Chez Chanel au lac de Côme, c’est l’Italie de la dolce vita qui s’invite sur les épaules des mannequins. Robes peignoir nouées à la taille, colliers de perles, lunettes XXL, cabas de plage, mules en cuir verni, pyjamas du soir rayés et robes à volants bleu ciel et rose pêche composaient une collection au paroxysme du chic et de la nonchalance. Une minaudière en raphia ornée du double C est venue compléter l’ensemble, signe que les matières naturelles et ethniques s’imposent comme marqueurs esthétiques de la saison.
Raphia, dentelle artisanale, organza brodé à la main : les collections estivales 2026 empruntent leurs codes aux ateliers du monde entier. C’est peut-être le message le plus profond de ces shows itinérants : la mode de luxe n’invente pas ex nihilo. Elle écoute, observe, absorbe. Puis elle réinterprète.
Voyager dans les pas des créateurs : le vrai luxe de l’été 2026
Il existe une façon moins onéreuse, et peut-être plus authentique, de vivre ces collections. Y aller.
Aller marcher sur les galets de la Villa Albani Torlonia. Longer les rives du lac de Côme au coucher du soleil. Sentir le vent atlantique de Biarritz. Ces lieux ne sont pas que des décors de défilé : ce sont des destinations de voyage à part entière, qui fascinent précisément parce qu’elles concentrent histoire, culture et beauté en un seul endroit.

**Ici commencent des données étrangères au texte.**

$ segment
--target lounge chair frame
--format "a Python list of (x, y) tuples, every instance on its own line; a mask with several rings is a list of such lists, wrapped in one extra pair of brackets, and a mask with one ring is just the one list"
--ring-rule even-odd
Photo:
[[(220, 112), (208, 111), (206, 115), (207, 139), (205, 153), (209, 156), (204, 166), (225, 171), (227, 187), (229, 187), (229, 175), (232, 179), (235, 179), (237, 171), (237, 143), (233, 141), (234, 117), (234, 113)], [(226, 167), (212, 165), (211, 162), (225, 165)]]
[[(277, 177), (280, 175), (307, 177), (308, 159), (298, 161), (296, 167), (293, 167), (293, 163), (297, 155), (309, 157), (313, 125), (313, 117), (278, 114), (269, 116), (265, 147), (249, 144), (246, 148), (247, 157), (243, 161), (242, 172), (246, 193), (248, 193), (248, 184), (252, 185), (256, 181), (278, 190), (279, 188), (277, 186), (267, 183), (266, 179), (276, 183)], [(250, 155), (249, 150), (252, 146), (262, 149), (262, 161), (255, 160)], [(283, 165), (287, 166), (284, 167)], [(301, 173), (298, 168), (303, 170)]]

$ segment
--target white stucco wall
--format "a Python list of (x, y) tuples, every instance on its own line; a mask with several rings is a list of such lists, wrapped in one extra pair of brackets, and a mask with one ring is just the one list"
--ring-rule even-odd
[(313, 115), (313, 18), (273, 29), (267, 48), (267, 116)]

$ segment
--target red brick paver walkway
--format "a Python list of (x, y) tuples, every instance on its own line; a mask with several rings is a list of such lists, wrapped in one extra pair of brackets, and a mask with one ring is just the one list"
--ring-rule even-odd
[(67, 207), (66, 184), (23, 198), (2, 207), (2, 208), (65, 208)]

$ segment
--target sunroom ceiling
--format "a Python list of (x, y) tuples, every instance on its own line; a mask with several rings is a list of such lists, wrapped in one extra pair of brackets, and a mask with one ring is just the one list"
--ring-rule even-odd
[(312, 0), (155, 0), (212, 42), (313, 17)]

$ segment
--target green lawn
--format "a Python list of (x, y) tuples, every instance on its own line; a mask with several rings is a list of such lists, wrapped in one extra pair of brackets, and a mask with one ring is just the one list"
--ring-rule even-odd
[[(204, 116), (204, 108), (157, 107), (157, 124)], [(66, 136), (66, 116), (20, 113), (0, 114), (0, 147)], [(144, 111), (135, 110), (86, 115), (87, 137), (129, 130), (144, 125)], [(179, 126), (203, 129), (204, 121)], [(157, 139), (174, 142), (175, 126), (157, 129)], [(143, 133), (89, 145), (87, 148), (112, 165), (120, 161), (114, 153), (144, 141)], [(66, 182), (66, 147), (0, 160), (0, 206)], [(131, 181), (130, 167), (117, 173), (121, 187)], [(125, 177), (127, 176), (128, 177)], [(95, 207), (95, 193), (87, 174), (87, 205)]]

Pour les passionnés de mode qui souhaitent voyager en 2026 en suivant les inspirations de leurs créateurs favoris, il existe des guides dédiés aux destinations tendances été 2026 qui aident à planifier ces escapades avec le même soin qu’une collection bien pensée. Car en matière de destination tendances en 2026, les cartes se redistribuent, et l’Italie, le Pays basque ou la Méditerranée profonde figurent en tête des itinéraires les plus désirés.
Conclusion : la mode, ce voyage immobile
La haute couture n’a jamais été aussi nomade. Et c’est peut-être sa façon à elle de nous rappeler quelque chose d’essentiel : le désir de partir est universel. Il court sous les broderies de Dior, dans les perles de Chanel, dans le raphia qui revient en force sur les podiums.
La collection Croisière est le seul défilé au monde qui vous donne envie de faire vos valises. Ce n’est pas un hasard. C’est un manifeste.
La mode est un voyage immobile, disait-on. Peut-être. Mais en 2026, elle nous invite de plus en plus à bouger vraiment.